Kurtz believes that competition for the College Board is essential to countering the monopoly over the AP program.
“If you’re going to hold the AP program, and there’s no competition, and you set the curriculum, you have just set the curriculum for the entire country,” he says. “And you can push it down to grade levels. So, even the Common Core doesn’t go quite this far.”
“In a sense, if David Coleman’s Common Core falls apart — and it’s quasi falling apart right now — he can achieve all of his ends and maybe even more successfully through controlling the AP program,” he warns.
Kurtz hopes interest will soon develop in starting another testing company that will compete with the College Board.
“We need to start a company that’s advised by the very best traditional scholars, the kind of people who will provide a real alternative to the left-leaning scholars who advised the Common Core,” he explains. “If and when that happens, I hope and believe that some time within the next year or two it will happen, then we will need the support of the public.”
“There will be action at the federal and state levels that could be taken to open up that AP testing market to competition,” he foresees, adding:
What we’ve got right now is a massive set of government subsidies to the AP program which has enriched the College Board and made it untouchable. So, if a state or district is upset with the College Board, there’s very little they can do. Even if they were to threaten to withdraw, the College Board is so rich it wouldn’t really hurt them.

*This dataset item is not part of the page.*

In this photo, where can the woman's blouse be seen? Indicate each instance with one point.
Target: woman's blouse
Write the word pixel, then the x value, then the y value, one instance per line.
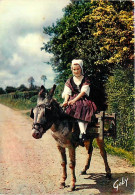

“It would be a different matter if the money that goes to pay testing fees for these kind of tests had to be competed for by different companies,” he says. “Right now, though, what we in effect have is a government-supported monopoly.”
“It’s a roundabout way for the Obama administration — it isn’t directly controlling AP — but through pushing on these subsidies,” Kurtz continues, but notes that Republicans are involved in subsidizing the AP program as well.
“In effect, they’re handing David Coleman the power to set a national curriculum regardless of what any state or school district does,” he observes. “It completely flies in the face of any constitutional notion of federalism. The founders would be rolling over in their graves. We have to start debating this as a nation. With luck, we’ll have some competition and then the public will really have to mobilize.”